Chicago – Attorney General Kwame Raoul, as part of a coalition of 15 attorneys general, today filed a comment letter supporting the Biden administration’s proposed rules that would strengthen the federal Endangered Species Act (ESA). In the letter, Raoul and the coalition also urge that the unlawful amendments adopted by the Trump administration should be fully rescinded.
The ESA is intended to halt and reverse the trend toward species extinction. The federal government’s current rules dramatically weakened protections and reduced federal ESA enforcement and consultation, putting these endangered and threatened species at risk of extinction and risking damage to their habitats. Over 30 species listed as endangered or threatened under the ESA reside in Illinois.
“The ESA protects over a thousand threatened or endangered species. I urge the federal government to rescind the unlawful amendments and strengthen protections to ensure these species and their environments are not at risk,” Raoul said. “I will continue to fight for federal attempts to strengthen environmental protections.”
In 2019, the U.S. Fish and Wildlife Service (FWS) and National Marine Fisheries Service (NFMS) finalized three rules that dramatically altered longstanding ESA regulations governing protections for newly listed threatened species. Changes were made to the processes for listing and delisting species as endangered or threatened and for designating critical habitat, and the requirements for evaluating and mitigating the effects of proposed federal agency actions on listed species and critical habitat.
Following the changes, Raoul and a coalition of 17 other attorneys general challenged these three rules in court as unlawful under the ESA. At the request of FWS and NFMS, the court remanded these three rules for reconsideration without vacating or ruling on the merits of the challenged rules. In other words, courts have yet to rule on whether the 2019 rules are unlawful, as the coalition of state attorneys general has argued.

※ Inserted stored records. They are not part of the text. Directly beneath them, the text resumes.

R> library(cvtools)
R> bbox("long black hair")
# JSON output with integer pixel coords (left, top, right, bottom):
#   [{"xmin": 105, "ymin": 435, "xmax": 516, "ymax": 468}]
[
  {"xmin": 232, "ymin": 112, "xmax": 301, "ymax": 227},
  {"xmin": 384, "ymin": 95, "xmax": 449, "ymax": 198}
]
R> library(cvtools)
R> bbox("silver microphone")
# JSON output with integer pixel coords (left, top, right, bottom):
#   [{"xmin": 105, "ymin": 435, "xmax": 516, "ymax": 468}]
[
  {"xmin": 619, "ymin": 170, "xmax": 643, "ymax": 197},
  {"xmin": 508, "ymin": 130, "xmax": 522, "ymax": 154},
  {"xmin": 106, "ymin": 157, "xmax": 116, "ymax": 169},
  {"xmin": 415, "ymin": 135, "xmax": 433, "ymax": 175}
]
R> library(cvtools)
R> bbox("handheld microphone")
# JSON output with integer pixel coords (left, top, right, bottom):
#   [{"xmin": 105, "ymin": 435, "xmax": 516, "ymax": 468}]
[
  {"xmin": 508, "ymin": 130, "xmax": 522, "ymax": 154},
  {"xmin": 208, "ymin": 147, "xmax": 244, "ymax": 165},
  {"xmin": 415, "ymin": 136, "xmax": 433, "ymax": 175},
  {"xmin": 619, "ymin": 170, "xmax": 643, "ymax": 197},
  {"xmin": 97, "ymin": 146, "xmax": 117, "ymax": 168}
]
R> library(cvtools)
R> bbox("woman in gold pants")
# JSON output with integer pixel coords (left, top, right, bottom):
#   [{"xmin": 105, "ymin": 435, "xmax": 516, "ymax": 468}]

The new proposed rules would largely rescind the earlier rollback that reduced protections for newly listed threatened species and for species listings and critical habitat designations. It would, however, leave intact most of the unlawful regulatory requirements concerning when federal agencies must consult with the FWS and NFMS on endangered or threatened species. Raoul and the attorneys general argue in their letter that these requirements should be removed.
Joining Raoul in filing letter are the attorneys general of California, Connecticut, the District of Columbia, Maryland, Massachusetts, Michigan, Minnesota, New Jersey, New York, Oregon, Pennsylvania, Rhode Island, Vermont and Washington.